Publié le 16/10/2024 - 14:17
Mis à jour le 16/10/2024 - 12:22

La durée "relativement courte" d'un viol n’est en aucun cas une circonstance permettant d'atténuer la sentence, selon un arrêt du tribunal fédéral suisse, qui revient sur une décision précédente qui avait suscité une vive polémique.

 © D Poirier
© D Poirier

Il y a environ un an, la plus haute instance judiciaire suisse avait évoqué la durée "relativement courte" d'un viol, dans le cas d'une femme agressée à Bâle. Une formulation qu'elle reconnaît avoir été "inadéquate". Dans un nouvel arrêt, concernant cette fois un viol dans le canton du Valais, ce même tribunal a mis les choses au point, affirmant dans un communiqué que "la durée d'un viol ne saurait en aucun cas être favorable à l'auteur".

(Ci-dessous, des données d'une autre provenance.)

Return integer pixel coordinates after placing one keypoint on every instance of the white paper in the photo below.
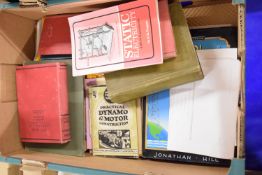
(203, 114)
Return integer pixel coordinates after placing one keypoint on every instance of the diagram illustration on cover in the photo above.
(96, 41)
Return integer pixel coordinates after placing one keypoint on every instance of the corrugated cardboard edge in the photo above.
(218, 14)
(242, 55)
(9, 129)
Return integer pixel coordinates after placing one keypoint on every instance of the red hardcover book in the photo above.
(43, 103)
(55, 36)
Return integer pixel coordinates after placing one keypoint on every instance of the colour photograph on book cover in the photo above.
(157, 121)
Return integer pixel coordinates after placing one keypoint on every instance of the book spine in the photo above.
(64, 111)
(175, 156)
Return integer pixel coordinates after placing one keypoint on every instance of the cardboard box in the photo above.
(8, 169)
(17, 43)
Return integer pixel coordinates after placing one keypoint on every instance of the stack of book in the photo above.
(144, 96)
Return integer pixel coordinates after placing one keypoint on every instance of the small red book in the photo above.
(55, 36)
(43, 103)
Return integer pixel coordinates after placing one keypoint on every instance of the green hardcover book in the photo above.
(129, 84)
(77, 145)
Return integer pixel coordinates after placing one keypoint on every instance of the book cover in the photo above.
(89, 83)
(156, 134)
(200, 117)
(55, 36)
(43, 103)
(126, 85)
(115, 38)
(114, 126)
(77, 145)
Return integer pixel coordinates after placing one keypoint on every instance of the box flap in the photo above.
(9, 134)
(8, 83)
(17, 38)
(218, 14)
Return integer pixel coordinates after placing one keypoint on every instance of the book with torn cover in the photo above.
(114, 126)
(77, 145)
(42, 95)
(115, 38)
(126, 85)
(197, 118)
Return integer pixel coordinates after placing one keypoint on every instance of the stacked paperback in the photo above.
(127, 81)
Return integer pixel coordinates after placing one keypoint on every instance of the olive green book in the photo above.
(130, 84)
(77, 145)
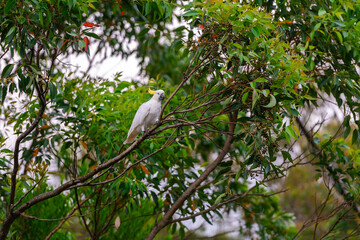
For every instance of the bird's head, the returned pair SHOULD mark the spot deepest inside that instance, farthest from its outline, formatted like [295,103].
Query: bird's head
[158,94]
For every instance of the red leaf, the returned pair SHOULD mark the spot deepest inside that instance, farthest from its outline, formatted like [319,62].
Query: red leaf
[146,171]
[86,40]
[35,152]
[83,143]
[89,24]
[44,127]
[117,222]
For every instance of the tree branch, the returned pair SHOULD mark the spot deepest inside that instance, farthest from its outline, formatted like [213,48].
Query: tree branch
[192,188]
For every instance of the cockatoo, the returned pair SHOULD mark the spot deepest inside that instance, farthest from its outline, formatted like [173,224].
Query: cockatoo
[147,115]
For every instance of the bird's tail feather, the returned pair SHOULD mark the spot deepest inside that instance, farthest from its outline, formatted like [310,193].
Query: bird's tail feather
[131,137]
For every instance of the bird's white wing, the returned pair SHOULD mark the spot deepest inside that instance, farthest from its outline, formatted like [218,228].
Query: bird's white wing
[138,122]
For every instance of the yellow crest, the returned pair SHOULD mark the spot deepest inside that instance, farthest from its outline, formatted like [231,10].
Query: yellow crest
[151,91]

"La désignation de +viol de courte durée+ constitue un non-sens, tant l'atteinte au bien juridique protégé est consommée dès les premiers instants de l'acte sexuel", explique-t-il. Dans cet arrêt du 18 septembre dernier, le tribunal fédéral rejette le recours d'un homme qui soutenait que le tribunal cantonal du Valais aurait dû, lors de la fixation de la peine, évaluer sa culpabilité de manière plus clémente en raison de la brièveté de l'acte.

"On ne saurait tirer une telle conclusion de l'arrêt en question".

Cet homme se prévalait justement de l'arrêt du tribunal fédéral du 19 septembre 2023 concernant le viol à Bâle, en affirmant que la durée relativement courte d'un viol serait un facteur atténuant. Le tribunal fédéral estime qu'"on ne saurait tirer une telle conclusion de l'arrêt en question".

Il était écrit dans l'arrêt: "Ainsi, il est conforme au droit fédéral que l'instance précédente tienne compte de la durée (comparativement relativement courte) du viol". Le tribunal fédéral souligne qu'il s'agit d'une "formulation isolée et inadéquate" et "sans importance pour la jurisprudence", expliquant que la question de la durée de l'acte n'a pas fait l'objet de développements dans l’arrêt."Contrairement à ce que pourrait laisser supposer le passage en question, la durée d'un viol ne peut en aucun cas être favorable à l'auteur lors de la fixation de la peine", insiste-t-il.

En revanche, ajoute-t-il, "rien n'empêche de prendre en compte la durée de l'activité criminelle dans un sens aggravant de la culpabilité dans la mesure où son prolongement dans le temps est susceptible de correspondre au déploiement d'une énergie criminelle d'autant plus conséquente".